We will grant that Nietzsche's demand of a transvaluation of all values may mean to criticize the narrow doctrines and views of the religion of his surroundings. But as he expresses himself and according to his philosophical principle he goes so far as to condemn not only the husk of all these religious movements, but also their spirit. In spite of his subjectivism which denies the existence of anything ideal, and goes so far as to deny the right even of truth to have an objective value, Nietzsche establishes a new objectivism, and proposes his own, and indeed very crude, subjective standard of valuation as the only objective one worthy of consideration for the transvaluation of all values.
Nietzsche's real world, or rather what he deemed to be the real world, is a dream, the dream of a sick man, to whom nothing possesses value save the boons denied him, physical health, strength, power to dare and to do.
The transvaluation of all values which Nietzsche so confidently prophesied, will not take place, at least not in the sense that Nietzsche believed.

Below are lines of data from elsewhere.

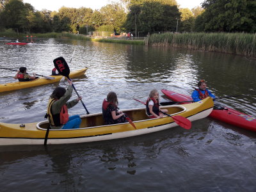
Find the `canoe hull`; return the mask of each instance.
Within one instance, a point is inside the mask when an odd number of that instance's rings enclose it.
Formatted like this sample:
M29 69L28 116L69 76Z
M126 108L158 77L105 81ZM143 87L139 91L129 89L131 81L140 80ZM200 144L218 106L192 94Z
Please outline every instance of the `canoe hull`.
M70 72L69 77L70 78L74 78L83 75L84 74L87 69L88 68L84 68L81 70ZM62 76L49 76L54 77L54 79L45 79L45 77L40 77L35 80L30 81L26 81L26 82L17 81L6 84L1 84L0 92L10 92L26 88L40 86L46 84L54 83L59 82L63 77ZM67 77L65 78L67 79Z
M182 106L164 106L168 113L180 115L191 121L205 118L212 111L211 99ZM77 143L124 138L154 132L177 127L169 116L148 119L145 108L122 110L132 120L135 129L129 123L103 125L102 113L81 116L80 129L50 130L47 144ZM88 126L92 125L93 126ZM43 145L48 122L20 124L0 123L0 145ZM88 127L86 127L88 126ZM182 128L180 128L182 129Z
M6 43L6 45L25 45L28 43Z
M170 99L173 101L193 100L191 97L188 95L166 90L161 90L161 91ZM225 107L223 110L213 109L209 116L232 125L256 131L256 117L247 115L227 107Z

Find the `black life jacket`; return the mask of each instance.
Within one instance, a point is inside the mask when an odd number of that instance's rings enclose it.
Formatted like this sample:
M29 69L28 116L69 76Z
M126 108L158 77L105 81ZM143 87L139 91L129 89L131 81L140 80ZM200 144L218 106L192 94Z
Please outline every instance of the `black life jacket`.
M102 115L103 118L106 122L108 122L108 120L113 120L112 115L111 113L108 114L107 112L107 109L109 104L116 106L116 105L114 104L113 102L108 102L106 99L104 99L102 102Z
M58 75L60 75L59 73L57 74L57 72L58 72L58 70L57 70L57 68L56 67L52 68L52 76L58 76Z
M152 108L152 111L154 113L155 113L156 115L159 115L159 104L157 100L156 100L154 98L148 98L146 102L146 109L147 109L147 114L148 115L152 115L150 112L149 111L149 108L148 108L148 102L152 100L154 102L154 106Z
M68 121L68 113L67 105L63 105L60 110L60 113L55 115L52 114L51 107L52 104L56 100L54 99L51 99L49 100L48 106L47 106L47 113L45 117L47 116L49 122L52 126L60 126L65 125Z
M207 90L205 90L204 91L204 94L203 94L203 93L201 92L200 89L196 89L196 90L198 92L200 99L202 100L209 97L209 93Z

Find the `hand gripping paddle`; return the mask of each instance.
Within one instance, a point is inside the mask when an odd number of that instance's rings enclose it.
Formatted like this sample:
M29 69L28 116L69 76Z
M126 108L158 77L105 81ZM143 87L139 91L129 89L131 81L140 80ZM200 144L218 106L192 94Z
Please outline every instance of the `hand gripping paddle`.
M63 57L60 57L60 58L58 58L54 60L53 63L54 63L54 66L56 68L57 70L59 72L60 74L61 74L63 76L66 77L67 78L68 78L69 80L71 81L71 79L69 78L69 74L70 74L70 71L69 70L68 65ZM76 94L77 95L78 97L80 97L80 95L79 95L79 94L78 94L73 83L72 84L72 85L73 88L75 90ZM83 106L84 106L85 110L86 111L87 114L90 114L89 111L87 110L86 107L85 106L85 105L82 100L81 100L81 102L83 104Z

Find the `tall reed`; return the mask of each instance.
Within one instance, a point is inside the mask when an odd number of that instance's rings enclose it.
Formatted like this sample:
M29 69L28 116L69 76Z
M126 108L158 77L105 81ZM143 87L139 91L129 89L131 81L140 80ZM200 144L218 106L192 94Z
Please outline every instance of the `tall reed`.
M164 33L147 36L145 45L172 46L256 57L256 33Z

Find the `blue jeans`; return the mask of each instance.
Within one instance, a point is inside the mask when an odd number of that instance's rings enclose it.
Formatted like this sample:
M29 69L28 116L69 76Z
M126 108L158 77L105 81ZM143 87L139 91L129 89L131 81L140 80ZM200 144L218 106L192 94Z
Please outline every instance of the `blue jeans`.
M68 118L68 121L61 128L61 129L70 129L79 128L82 120L79 115L73 115Z

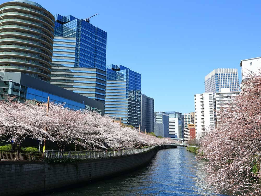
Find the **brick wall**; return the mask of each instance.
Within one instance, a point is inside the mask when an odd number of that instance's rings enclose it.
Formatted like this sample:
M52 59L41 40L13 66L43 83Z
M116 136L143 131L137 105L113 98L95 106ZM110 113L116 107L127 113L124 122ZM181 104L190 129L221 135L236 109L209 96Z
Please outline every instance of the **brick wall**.
M66 164L0 162L0 195L20 195L89 182L135 169L147 163L160 149L171 147L158 146L138 154Z

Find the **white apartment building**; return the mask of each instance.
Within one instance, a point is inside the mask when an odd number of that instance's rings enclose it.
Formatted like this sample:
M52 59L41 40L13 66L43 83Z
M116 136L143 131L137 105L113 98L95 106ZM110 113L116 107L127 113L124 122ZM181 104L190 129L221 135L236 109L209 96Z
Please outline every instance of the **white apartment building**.
M169 135L172 138L181 138L182 132L182 121L178 118L169 118Z
M242 60L240 62L242 74L242 82L249 78L250 75L260 75L261 57ZM261 70L260 70L261 71Z
M164 125L163 124L154 123L154 133L157 136L164 137Z
M190 139L190 134L189 133L189 128L184 128L184 142L187 142Z
M194 95L196 138L204 135L206 131L215 128L215 97L212 93Z
M220 121L218 111L220 111L222 107L225 109L228 106L228 104L235 97L239 95L240 92L232 92L229 88L222 88L221 92L216 93L216 110L217 111L217 124L219 125L219 122Z

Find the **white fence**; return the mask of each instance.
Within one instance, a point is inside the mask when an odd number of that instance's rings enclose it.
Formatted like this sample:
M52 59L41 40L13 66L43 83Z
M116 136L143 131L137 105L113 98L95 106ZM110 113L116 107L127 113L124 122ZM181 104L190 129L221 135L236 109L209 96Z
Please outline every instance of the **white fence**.
M86 159L122 156L145 152L158 146L153 146L140 148L131 148L115 150L84 151L58 151L46 150L45 157L49 159Z

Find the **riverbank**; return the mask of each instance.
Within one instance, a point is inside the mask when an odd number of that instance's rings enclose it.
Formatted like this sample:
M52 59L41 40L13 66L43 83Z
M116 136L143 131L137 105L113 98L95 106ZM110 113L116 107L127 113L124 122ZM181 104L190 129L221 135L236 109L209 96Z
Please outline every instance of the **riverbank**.
M157 152L174 146L155 146L140 153L92 159L73 163L44 161L0 162L0 194L18 195L44 192L133 170L146 165ZM176 146L175 146L176 147Z
M199 147L193 146L188 146L187 147L187 150L197 154L199 153Z

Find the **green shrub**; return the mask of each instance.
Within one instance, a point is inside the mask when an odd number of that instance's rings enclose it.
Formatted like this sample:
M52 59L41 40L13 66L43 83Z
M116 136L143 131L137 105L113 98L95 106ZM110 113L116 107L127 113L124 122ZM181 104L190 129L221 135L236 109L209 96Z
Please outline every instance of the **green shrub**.
M11 144L8 144L0 146L0 151L10 151L12 149Z
M27 152L38 152L39 151L39 149L38 148L31 146L30 147L22 147L21 150L22 151L25 151Z
M192 152L195 153L198 153L198 150L199 149L199 147L197 146L188 146L187 147L187 150L191 152ZM202 152L202 154L203 152Z

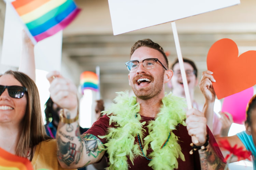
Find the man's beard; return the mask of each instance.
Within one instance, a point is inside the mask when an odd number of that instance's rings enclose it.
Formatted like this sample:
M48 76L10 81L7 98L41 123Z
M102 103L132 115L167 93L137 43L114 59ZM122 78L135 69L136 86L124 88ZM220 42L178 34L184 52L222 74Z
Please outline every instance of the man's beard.
M150 83L156 83L155 85L145 88L140 88L140 90L138 90L136 88L136 86L132 86L132 88L136 97L143 100L147 100L155 96L162 90L163 78L162 77L159 81L154 82L154 78L152 75L146 74L143 74L137 75L134 78L133 81L133 85L137 85L136 80L143 76L148 78L151 81Z

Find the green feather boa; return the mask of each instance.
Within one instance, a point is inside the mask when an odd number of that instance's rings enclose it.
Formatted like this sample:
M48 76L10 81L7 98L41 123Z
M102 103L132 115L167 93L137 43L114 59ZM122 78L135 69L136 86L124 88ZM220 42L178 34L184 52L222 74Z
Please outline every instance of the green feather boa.
M135 137L139 134L143 137L145 130L142 127L145 122L141 123L140 105L136 98L130 97L128 91L117 92L118 95L109 110L104 112L110 118L110 125L114 122L116 127L110 128L106 138L105 149L109 155L110 166L107 169L128 169L129 158L133 164L136 157L141 155L139 145L134 144ZM162 105L155 121L151 121L147 126L149 135L144 139L143 152L151 147L153 151L147 156L153 159L148 164L154 170L173 169L178 167L177 159L185 161L184 155L177 141L178 137L171 133L166 145L161 149L169 132L175 129L179 123L186 125L184 99L173 96L171 93L162 100ZM137 115L137 117L135 115ZM141 141L141 142L143 142Z

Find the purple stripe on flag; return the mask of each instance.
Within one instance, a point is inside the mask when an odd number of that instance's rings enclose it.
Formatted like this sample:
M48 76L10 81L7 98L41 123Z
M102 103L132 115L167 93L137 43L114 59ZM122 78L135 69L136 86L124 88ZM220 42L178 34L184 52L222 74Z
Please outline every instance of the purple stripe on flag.
M80 12L81 10L76 8L70 14L67 16L65 19L57 25L54 26L44 32L34 36L34 37L37 42L42 40L60 31L65 28L69 24Z

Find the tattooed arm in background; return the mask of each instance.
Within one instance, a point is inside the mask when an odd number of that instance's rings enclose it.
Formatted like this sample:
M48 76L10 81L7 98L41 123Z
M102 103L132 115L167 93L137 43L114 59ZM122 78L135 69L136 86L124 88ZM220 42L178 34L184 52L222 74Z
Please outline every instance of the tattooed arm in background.
M63 109L64 117L69 120L76 116L78 103L76 87L57 71L47 75L49 91L54 102ZM102 143L90 134L80 134L78 120L70 123L59 122L56 135L57 157L62 167L77 168L99 161L104 154Z
M187 129L188 134L191 136L194 144L197 146L203 145L207 141L207 134L209 135L209 143L206 147L206 150L198 150L201 169L224 169L226 164L221 150L218 150L218 147L215 146L217 143L213 140L214 137L207 128L206 118L203 114L198 110L192 108L187 111L186 116ZM218 151L218 153L216 153Z
M104 147L98 138L88 134L80 135L77 122L60 123L56 138L58 158L62 167L81 168L101 159L104 152L99 148Z
M221 159L210 144L206 148L207 150L206 151L201 149L198 151L201 170L229 169L227 164Z

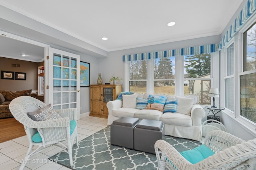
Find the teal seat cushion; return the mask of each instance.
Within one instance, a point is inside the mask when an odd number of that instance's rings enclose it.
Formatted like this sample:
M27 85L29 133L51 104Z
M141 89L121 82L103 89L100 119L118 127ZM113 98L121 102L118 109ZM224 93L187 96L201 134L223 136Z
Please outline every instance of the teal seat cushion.
M75 128L76 126L76 121L75 120L70 121L70 135L72 134L75 130ZM34 142L42 142L42 140L40 134L38 132L32 137L32 141Z
M203 160L215 153L204 145L191 150L182 152L180 154L191 164L195 164Z

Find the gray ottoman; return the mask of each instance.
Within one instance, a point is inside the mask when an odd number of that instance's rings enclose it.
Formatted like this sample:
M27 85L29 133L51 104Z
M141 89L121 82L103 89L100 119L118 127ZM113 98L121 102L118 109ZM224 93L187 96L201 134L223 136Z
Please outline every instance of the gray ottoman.
M122 117L110 125L111 145L134 148L134 130L140 121L138 118Z
M162 121L144 119L134 128L134 149L155 154L154 145L164 139L164 124Z

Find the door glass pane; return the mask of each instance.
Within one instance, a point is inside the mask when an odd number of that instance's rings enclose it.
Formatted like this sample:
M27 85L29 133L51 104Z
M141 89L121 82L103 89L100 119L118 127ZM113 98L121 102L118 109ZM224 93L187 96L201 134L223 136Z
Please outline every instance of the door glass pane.
M70 67L74 68L77 68L76 59L71 58L71 65L70 66Z
M62 66L69 67L69 57L63 56L62 58Z
M61 104L61 93L53 94L53 104Z
M69 68L62 68L62 78L69 79Z
M62 103L69 102L69 92L63 93Z
M166 94L175 95L175 81L174 80L154 81L154 93L164 93Z
M70 78L73 80L76 80L76 70L71 69L71 76Z
M130 81L130 91L134 93L146 93L147 92L147 82L146 81Z
M76 102L76 92L70 92L70 102Z
M76 81L70 81L71 86L70 87L70 90L76 90Z
M61 80L53 80L53 91L61 91Z
M62 90L69 91L69 80L62 80Z
M53 78L61 78L61 68L59 67L53 67Z

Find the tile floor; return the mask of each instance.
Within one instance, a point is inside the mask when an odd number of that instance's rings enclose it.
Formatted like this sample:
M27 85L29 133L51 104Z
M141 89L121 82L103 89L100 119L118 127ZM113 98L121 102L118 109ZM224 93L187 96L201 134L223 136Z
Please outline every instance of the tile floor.
M106 127L107 126L107 119L91 116L81 118L77 121L78 140L83 139ZM0 169L18 170L20 162L25 157L28 147L26 136L0 143ZM50 162L48 159L61 150L58 148L50 147L30 157L30 160L24 170L70 170L57 163Z

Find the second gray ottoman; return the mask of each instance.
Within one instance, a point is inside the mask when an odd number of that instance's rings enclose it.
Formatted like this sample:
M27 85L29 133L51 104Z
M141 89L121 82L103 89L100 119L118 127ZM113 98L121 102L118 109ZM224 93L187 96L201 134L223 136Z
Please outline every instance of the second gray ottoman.
M122 117L110 125L111 145L134 148L134 129L140 121L138 118Z
M142 119L134 128L134 149L155 153L154 145L164 139L164 124L162 121Z

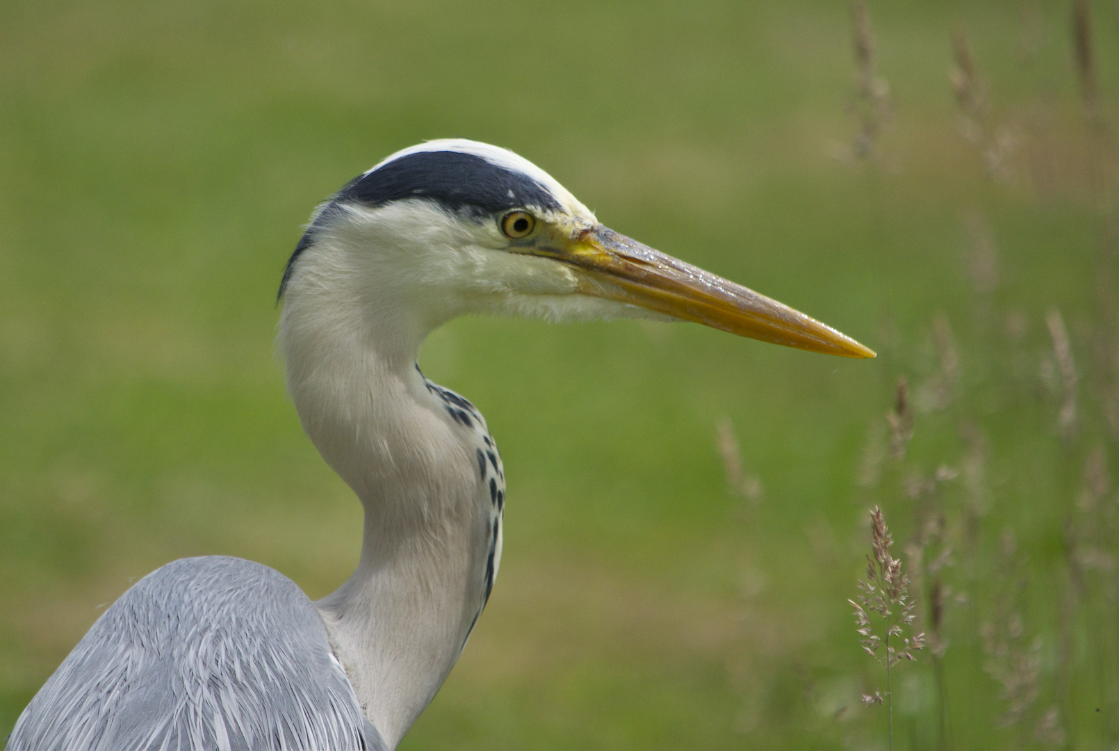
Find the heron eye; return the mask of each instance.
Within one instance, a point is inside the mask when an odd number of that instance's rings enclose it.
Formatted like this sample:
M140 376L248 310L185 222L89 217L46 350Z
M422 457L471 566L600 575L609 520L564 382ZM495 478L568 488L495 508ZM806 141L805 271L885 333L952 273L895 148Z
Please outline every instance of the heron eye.
M536 217L528 212L510 212L501 219L501 232L510 240L527 237L535 228Z

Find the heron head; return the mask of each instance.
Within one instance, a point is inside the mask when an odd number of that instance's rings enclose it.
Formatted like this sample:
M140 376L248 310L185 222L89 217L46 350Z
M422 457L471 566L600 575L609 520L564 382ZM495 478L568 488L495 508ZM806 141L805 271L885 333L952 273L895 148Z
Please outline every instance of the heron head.
M427 329L462 313L679 319L845 357L874 353L744 287L601 225L547 172L497 147L399 151L319 206L280 294L342 294ZM339 290L345 290L339 292Z

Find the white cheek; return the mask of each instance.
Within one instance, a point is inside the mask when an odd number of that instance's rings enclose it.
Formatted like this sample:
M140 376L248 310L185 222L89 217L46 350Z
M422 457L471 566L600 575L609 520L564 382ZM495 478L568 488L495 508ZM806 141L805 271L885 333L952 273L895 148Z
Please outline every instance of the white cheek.
M476 256L473 283L483 293L574 294L576 280L552 259L483 250Z

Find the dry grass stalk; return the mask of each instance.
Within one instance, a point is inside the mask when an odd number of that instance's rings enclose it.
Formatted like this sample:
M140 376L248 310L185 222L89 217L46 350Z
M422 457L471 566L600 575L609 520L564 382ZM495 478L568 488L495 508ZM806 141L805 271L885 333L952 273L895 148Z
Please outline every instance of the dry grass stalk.
M932 319L932 341L937 348L937 373L919 392L922 410L942 412L956 395L956 384L960 378L960 356L956 350L952 329L943 313Z
M963 546L969 560L975 558L979 546L980 520L990 506L987 487L987 456L990 452L987 436L971 420L960 424L960 435L967 443L967 451L960 462L963 473Z
M1069 342L1069 331L1064 327L1061 311L1051 308L1045 316L1045 325L1049 326L1050 337L1053 339L1053 357L1061 374L1062 401L1059 425L1061 435L1069 439L1072 438L1076 423L1076 385L1080 376L1072 359L1072 345Z
M894 748L894 704L892 669L902 660L913 660L913 653L925 646L924 633L913 632L916 602L909 597L909 578L902 562L890 554L894 539L882 509L871 509L871 555L866 556L866 579L859 580L862 593L847 600L855 609L855 629L864 651L886 668L886 693L863 696L866 705L882 704L890 711L890 748ZM874 613L878 623L871 619ZM909 636L906 636L906 630ZM891 645L891 639L894 644ZM899 640L901 644L899 645ZM880 651L881 650L881 651Z
M909 381L897 379L894 391L894 409L886 413L890 425L890 456L893 459L905 457L905 447L913 438L913 407L909 397Z
M878 139L890 119L890 84L877 74L874 31L866 3L852 7L855 44L855 102L852 109L858 119L853 153L858 159L871 159L878 153Z
M752 504L762 499L762 484L754 475L747 475L742 467L742 452L739 449L739 436L730 417L720 417L715 423L715 445L723 459L723 471L731 492L742 496Z
M994 597L991 618L980 628L987 661L984 670L1002 691L1005 711L998 724L1012 727L1022 722L1040 691L1041 637L1027 638L1018 599L1025 589L1024 561L1017 554L1014 533L1003 534L996 579L1002 588Z
M993 129L989 124L989 88L975 63L967 32L960 27L952 30L952 57L956 65L948 78L960 109L960 132L979 150L987 172L1006 181L1010 178L1009 159L1018 139L1009 129Z
M998 288L998 247L995 233L981 214L972 212L963 219L968 245L968 278L976 294L986 297Z
M1080 78L1080 97L1084 113L1094 118L1099 112L1096 85L1096 55L1092 51L1092 8L1088 0L1072 3L1072 49Z

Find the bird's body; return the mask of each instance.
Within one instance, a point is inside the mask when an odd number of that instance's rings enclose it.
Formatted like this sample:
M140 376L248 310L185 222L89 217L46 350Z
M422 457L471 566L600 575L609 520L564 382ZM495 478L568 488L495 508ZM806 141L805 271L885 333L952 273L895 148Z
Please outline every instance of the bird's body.
M361 557L312 603L278 572L177 561L114 603L9 751L394 749L453 667L501 555L505 475L478 411L416 365L463 313L653 317L869 350L598 224L511 152L433 141L312 217L281 287L288 387L365 508Z

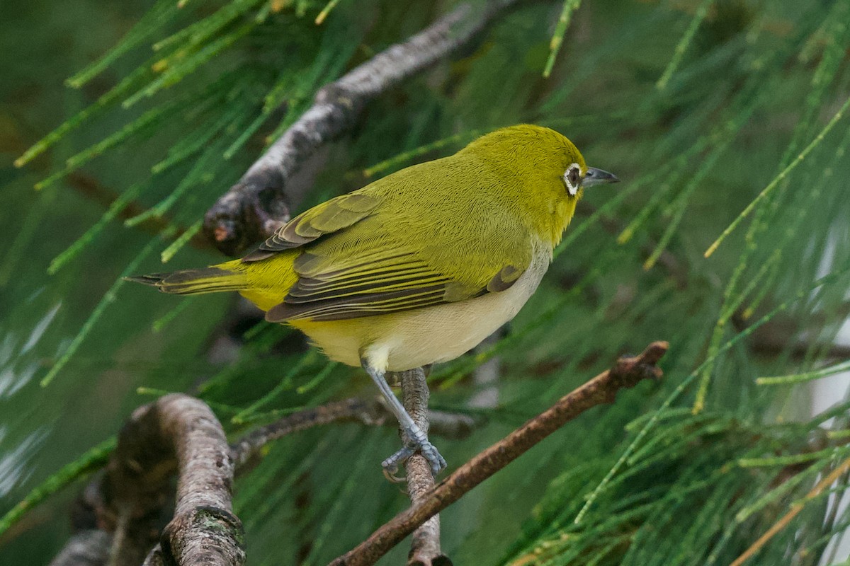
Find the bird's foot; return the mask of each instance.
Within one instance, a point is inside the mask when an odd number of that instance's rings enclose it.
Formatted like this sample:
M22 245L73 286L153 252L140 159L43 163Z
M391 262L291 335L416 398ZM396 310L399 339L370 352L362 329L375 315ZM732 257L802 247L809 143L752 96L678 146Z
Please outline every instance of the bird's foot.
M407 440L397 452L381 462L383 468L383 474L391 481L397 481L399 478L395 475L399 472L399 466L405 463L419 451L422 457L428 460L431 467L431 473L436 476L445 469L448 465L437 447L428 440L428 435L422 429L411 429L405 430L405 439Z

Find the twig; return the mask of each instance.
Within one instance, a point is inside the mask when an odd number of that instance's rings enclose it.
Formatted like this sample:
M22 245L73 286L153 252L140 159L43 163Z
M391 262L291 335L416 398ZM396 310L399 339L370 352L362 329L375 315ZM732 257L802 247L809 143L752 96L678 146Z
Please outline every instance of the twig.
M428 417L432 420L432 432L445 438L466 438L476 426L474 418L460 413L431 411ZM248 433L232 445L230 453L236 473L241 475L253 468L263 446L272 440L314 426L340 422L370 426L396 423L393 413L377 399L352 397L293 412Z
M428 432L428 401L430 393L422 367L401 372L401 396L405 408L413 422ZM405 439L407 441L407 439ZM407 494L411 503L416 505L434 489L431 467L423 456L414 454L405 464L407 470ZM434 515L413 531L407 566L451 566L439 546L439 515Z
M167 395L155 407L159 434L173 451L179 481L174 517L162 531L161 548L149 554L145 566L158 563L157 558L160 563L241 566L245 533L233 514L234 466L221 424L193 397Z
M666 342L653 342L640 356L620 358L614 367L562 397L552 407L474 457L440 482L420 502L396 515L364 542L332 562L332 566L374 564L416 527L517 459L566 422L597 405L613 402L620 389L632 387L645 378L660 378L661 370L656 364L666 350Z
M322 145L339 137L366 104L466 45L518 0L464 3L316 92L308 109L207 210L204 232L224 254L268 238L289 214L287 184Z

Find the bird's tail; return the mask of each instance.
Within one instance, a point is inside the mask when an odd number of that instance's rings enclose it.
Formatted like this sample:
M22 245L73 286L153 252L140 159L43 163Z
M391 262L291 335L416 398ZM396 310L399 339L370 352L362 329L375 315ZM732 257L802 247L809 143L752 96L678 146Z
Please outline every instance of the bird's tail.
M213 266L202 269L186 269L171 273L151 273L127 277L128 281L157 287L172 294L195 294L218 291L239 291L248 286L244 272Z

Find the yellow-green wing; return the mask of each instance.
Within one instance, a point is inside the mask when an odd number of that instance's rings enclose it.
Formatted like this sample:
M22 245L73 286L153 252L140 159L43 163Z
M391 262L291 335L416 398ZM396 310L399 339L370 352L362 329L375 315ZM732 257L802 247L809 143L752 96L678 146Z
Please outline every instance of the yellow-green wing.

There is no reason to doubt that in the future as in the past history will follow the old conservative line of development in which different people according to their different characters will adopt their own subjective standards, and nature, by a survival of the fittest will select those for preservation who are most in agreement with this real world in which we live, a world from which Nietzsche, according to the sickly condition of his constitution, was separated by a wide gulf. He thirsted for it in vain, and we believe that he had a wrong conception of the wealth of its possibilities and viewpoints.
[1] So far as I know, these lines have never been translated before.
[INDIVIDUALISM]
Nietzsche is unquestionably a bold thinker, a Faust-like questioner, and a Titan among philosophers. He is a man who understands that the problem of all problems is the question, Is there an authority higher than myself? And having discarded belief in God, he finds no authority except pretensions.